I think I held up OK (it helped that she probably wanted me to convince her, concerned that the dollars may stop appearing if I think she no longer believes). I told her we know because there's a dollar under the pillow in the morning. She didn't ask me any more questions but apparently decided to devise an experiment of her own. She left a note along with the tooth:
Dear tooth fairy
What is your name

Love
[seven year old child]
Turns out the tooth fairy's name is Flitterpuff!

The Internet reveals still more, of course:
What does the tooth fairy do with all those teeth? There's no consensus. Terry Pratchett in Hogfather suggests they're just collected, neatly labeled and filed away in a museum-like castle. Pratchett also suggests that the tooth fairy's business involves intricate record-keeping and accounting, and says she "carries pliers – if she can't make change, she has to take an extra tooth on account." I think I'd just as soon not explain that part to kids.
I on the other hand will hold this in reserve in case any sister slugging develops.

Tuesday, July 20, 2004

EVERYTHING YOU NEED TO KNOW YOU LEARNED IN 3RD GRADE 

A succinct analysis of global politics from Tightly Wound:
Think of Europe as a grade school playground: The old Eastern bloc countries are the poor foreign kids who hang out together because no one else will talk to them; Germany is the proto-football jock who gets off on giving the little kids wedgies; Portugal and Spain are the pretty girls that Germany likes to tease and that the poor kids are afraid to talk to; Italy is the class clown with ADD and some other behavioral issues; Denmark, Norway, Sweden and the Netherlands are the average kids who like to play kickball; and France is the skinny rich kid with no athletic ability and an inexplicable sense of entitlement.
You'll have to click through the link, you lazy surfer you, to see who is the teacher.

ROOT THINKING 

The crack young staff of “The Hatemonger’s Quarterly” selects one of the Left's nuggets of wisdom regarding the current War on Terrorism (overlooking "The best way to fight terrorism is to appease its proponents at every turn; Syria is a wonderful country that has been alienated by our unsavory tactics; &c") they acede to the often-voiced lefty imperative and examine the "root causes" of terrorism.

Sunday, July 18, 2004

AS PREDICTED, THE PRESIDENTIAL RACE IS GETTING DIRTY. VERY DIRTY. 

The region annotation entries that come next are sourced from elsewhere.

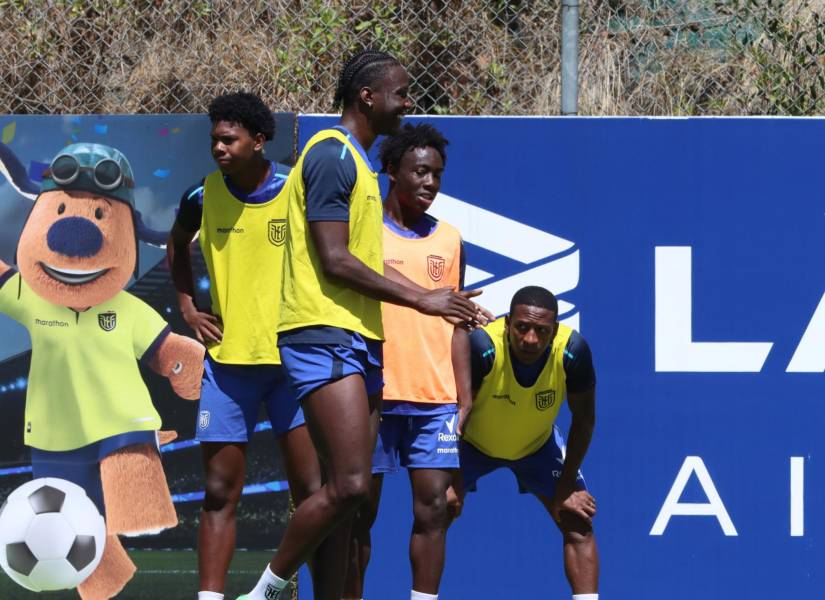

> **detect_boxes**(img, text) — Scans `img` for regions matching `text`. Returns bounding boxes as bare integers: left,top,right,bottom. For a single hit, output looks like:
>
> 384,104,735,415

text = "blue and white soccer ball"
0,478,106,592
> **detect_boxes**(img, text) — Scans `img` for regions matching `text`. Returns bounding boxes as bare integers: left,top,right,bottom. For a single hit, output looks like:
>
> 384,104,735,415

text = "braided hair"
378,123,450,173
332,50,401,109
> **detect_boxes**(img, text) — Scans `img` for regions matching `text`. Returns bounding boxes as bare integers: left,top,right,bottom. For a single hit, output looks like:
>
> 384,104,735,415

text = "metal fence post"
561,0,579,115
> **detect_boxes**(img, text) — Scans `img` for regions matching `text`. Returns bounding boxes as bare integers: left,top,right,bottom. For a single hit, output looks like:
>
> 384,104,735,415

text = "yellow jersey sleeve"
0,269,27,325
124,292,169,360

Powerline seems to like to put up occasional girlie pictures to keep its male readers, er, interested (of course the readers all claim to read Powerline for the articles). But now there's proof those guys are strictly Bush-league operators: Fuck The Vote (not entirely work safe).
SEXY LIBERALS OF THE U.S. UNITE in taking back the government from the sexually repressed, right-wing, zealots in control! Everyone knows liberals are hotter than conservatives - we look hotter, we dress hotter, our ideas are hotter, and we are infinitely hotter in the sack. We must use this to our advantage - as one more weapon in a diverse arsenal to strip the conservatives of their power (by stripping them of their clothes first).

Believe it or not, even the most seemingly deeply rooted right-wing ideologue can be manipulated by sex. As we all know, the sex drive is a powerful beast that has the potential to change people. People lie for sex, they cheat for sex, they even kill for sex - and you can be sure that they will change the way they think (and therefore vote) for sex. All you need to be armed with are your sexy progressive values, a razor-sharp wit, your genitalia, and a mindset that doesn't mind taking one for the team.

At Fuck The Vote we provide a Pledge Sheet that can be used conveniently before becoming physically intimate with a conservative, The Pledge Sheet asks the signee to make a promise to vote for anyone but George Bush in the November election. FTV has not endorsed a single candidate but recommends strategic voting. We also encourage FTV fans to take road trips this summer to swing(er) states to collect pledges. If you collect a pledge let us know about it on the Swinger States page! Have safe fun fucking over Bush while fucking for votes.
Since recent elections have shown more women vote left than right, this tactic may have some, ahem, legs. Mitch Berg, for instance. How long do you think he'd hold out?

Saturday, July 17, 2004

IT'S BOOK PLUG PAN-DEMONIUM! 

The Warrior Monk came out of retirement to join the blog crowd hyping Hugh's new book: If It's Not Close, They Can't Cheat: Crushing the Democrats in Every Election and Why Your Life Depends on It.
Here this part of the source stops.